However, I am not sure if that is entirely accurate. Dialysis, however much you get, can never replace all the functions of the kidney. There are some functions that it does not even attempt to replace. That is left to the medicines to manage. We unfortunately know so little about the human body that it is always an uphill task to manage such intricate mechanisms within the body with a bunch of tablets.
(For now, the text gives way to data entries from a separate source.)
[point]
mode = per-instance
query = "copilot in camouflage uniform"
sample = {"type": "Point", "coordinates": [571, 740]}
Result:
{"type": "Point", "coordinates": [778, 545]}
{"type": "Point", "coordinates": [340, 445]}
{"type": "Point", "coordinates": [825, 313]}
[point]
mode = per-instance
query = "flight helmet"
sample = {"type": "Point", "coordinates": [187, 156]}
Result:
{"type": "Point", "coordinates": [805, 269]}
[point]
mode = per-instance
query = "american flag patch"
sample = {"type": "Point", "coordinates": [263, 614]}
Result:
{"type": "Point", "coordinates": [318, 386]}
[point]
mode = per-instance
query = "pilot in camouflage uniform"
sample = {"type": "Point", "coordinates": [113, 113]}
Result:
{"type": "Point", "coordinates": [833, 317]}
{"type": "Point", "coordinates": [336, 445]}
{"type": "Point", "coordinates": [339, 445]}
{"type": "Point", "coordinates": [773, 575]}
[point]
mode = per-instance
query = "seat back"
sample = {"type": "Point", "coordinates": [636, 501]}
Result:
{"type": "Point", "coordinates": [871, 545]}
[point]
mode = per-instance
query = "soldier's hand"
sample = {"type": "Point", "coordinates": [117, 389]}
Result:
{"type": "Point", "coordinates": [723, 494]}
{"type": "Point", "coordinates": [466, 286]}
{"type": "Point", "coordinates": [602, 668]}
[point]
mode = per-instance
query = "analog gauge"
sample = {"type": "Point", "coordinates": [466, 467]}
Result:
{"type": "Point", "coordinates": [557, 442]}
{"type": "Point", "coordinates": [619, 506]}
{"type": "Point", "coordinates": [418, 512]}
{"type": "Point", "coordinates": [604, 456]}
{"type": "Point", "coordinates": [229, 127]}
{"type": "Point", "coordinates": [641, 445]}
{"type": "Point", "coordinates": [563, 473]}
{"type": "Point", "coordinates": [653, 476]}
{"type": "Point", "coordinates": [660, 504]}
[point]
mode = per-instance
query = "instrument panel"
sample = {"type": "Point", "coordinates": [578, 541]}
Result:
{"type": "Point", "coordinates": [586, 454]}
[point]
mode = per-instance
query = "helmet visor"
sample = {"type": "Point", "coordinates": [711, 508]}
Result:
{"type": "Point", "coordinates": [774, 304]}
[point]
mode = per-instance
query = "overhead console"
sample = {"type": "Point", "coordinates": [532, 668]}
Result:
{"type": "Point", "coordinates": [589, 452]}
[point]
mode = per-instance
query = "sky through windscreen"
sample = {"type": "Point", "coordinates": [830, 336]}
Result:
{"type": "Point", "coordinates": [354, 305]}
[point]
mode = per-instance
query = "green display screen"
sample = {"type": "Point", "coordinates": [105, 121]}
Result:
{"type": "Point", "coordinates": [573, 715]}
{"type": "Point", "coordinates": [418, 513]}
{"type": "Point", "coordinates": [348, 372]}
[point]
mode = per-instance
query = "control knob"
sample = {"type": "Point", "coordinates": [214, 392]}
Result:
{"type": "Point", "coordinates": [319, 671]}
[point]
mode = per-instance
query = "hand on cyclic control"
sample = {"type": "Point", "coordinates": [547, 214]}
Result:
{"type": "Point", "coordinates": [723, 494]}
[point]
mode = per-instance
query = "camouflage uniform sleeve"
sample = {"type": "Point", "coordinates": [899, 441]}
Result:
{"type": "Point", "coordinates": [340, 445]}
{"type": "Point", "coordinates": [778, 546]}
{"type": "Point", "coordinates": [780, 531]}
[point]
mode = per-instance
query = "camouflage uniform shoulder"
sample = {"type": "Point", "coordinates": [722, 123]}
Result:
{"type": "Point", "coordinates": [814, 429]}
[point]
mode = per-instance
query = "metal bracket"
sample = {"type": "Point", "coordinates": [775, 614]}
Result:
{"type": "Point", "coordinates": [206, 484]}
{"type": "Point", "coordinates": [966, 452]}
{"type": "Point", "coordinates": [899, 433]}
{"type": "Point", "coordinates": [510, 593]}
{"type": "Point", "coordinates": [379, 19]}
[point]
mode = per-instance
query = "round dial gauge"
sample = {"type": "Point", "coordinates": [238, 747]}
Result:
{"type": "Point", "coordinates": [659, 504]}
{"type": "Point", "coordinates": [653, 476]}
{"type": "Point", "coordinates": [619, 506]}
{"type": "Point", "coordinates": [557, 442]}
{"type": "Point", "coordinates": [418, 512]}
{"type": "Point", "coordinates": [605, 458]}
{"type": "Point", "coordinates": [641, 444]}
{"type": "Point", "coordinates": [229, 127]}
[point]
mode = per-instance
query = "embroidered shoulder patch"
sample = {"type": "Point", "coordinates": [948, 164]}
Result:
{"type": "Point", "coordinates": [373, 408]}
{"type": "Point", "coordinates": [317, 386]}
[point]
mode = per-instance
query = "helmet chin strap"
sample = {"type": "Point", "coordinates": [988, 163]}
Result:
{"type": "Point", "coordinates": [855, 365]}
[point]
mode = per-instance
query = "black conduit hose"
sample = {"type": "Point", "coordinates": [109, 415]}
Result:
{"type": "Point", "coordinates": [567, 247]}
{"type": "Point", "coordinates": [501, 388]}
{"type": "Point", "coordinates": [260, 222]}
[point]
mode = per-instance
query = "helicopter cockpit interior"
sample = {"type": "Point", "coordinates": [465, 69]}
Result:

Only a transplanted kidney can give you close to normal body functioning. Things like Mineral and Bone Disorders (MBD) are very difficult to get a handle of. I have experienced this first hand. I am struggling with severe, debilitating bone pain from the past month or so, something which has been getting worse and we were not able to do anything to arrest it. Even seasoned nephrologists agree that MBD is something that they are just not on control of yet.
The trouble with me is my primary disease - Atypical Hemolytic Uremic Syndrome (aHUS). With this disease, the chances of recurrence after a kidney transplant are more than 90%! Which pretty much rules me out from getting one unless I get access to a drug that will prevent recurrence of the HUS.
There is a drug Eculizumab that is available in many countries that has been shown to prevent recurrence of HUS in transplanted kidneys. There is one more drug (Omeros 721) in clinical trials stage. Both these drugs are not available in India yet.
I just hope they become available before my MBD gets out of hand.